Он положил руку на туварсинский браслет.
— А кто ее мать? — спросила Арма.
— Думаю, что Хара, — ответил Кай.
— Фу, — выдохнула Арма, — ну хоть я-то с нею не в родстве. Хотя я могу понять всех шестерых.
— Они все были там, — задумался Кай. — Все сели в приготовленную им ловушку. И Хара села, пусть она и прикидывается иногда мерзким стариком. Издевается так над остальными. Почему они пошли на это? Только потому, что все или почти все имели связь с Харой. Даже женщины. А уж мужчины точно могли предполагать, что Ишхамай может оказаться дочерью каждого, пусть даже отцовство взял на себя Асва.
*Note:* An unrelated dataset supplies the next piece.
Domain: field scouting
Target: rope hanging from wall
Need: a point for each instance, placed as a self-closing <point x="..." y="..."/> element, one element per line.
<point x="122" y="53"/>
И все или почти все знали, кто убил Ишхамай. Мне иногда кажется, что они предчувствовали и последующее заточение, но все равно сели. Может быть, они что-то замышляли, но Сиват оказался хитрее.
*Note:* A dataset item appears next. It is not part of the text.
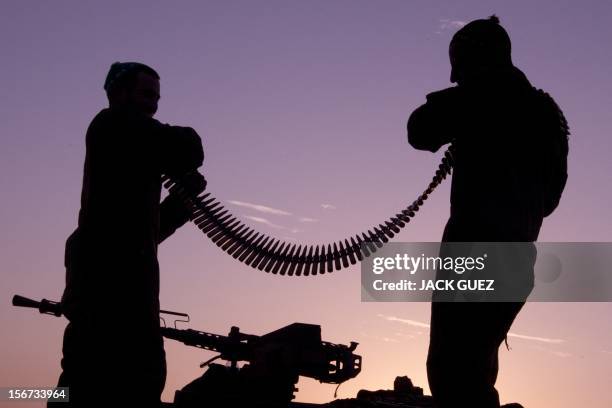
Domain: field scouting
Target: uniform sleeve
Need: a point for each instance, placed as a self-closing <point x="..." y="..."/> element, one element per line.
<point x="435" y="123"/>
<point x="175" y="150"/>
— Кто убил Ишхамай? — спросила Арма.
— Сакува, — ответил Кай.
— Собственную дочь? — поразилась Арма.
— Если она была его дочерью, — ответил Кай. — Он говорил, что ударил ее, но не убивал. Что она уже была мертва. При этом она все еще жива. Хотя я уже запутался с этими порождениями Пустоты.
— Но разве Сакува и Хара порождения Пустоты? — не поняла Арма.
— Я бы сам спросил их об этом, — ответил Кай. — Но как? Сиват перехитрил всех. Он вычертил точно такой же рисунок в Пустоте. На собственной спине вычертил. И когда ударил вот этим ножом, — Кай нащупал на груди каменный нож, — тело Ишхамай, то пронзил не только его, но и плоть обоих миров. И кровь двенадцати, побежавшая по магическим линиям, побежала не только в Анде, но и в бездне Пустоты. И если бы не моя мать, здесь бы уже была вторая бездна.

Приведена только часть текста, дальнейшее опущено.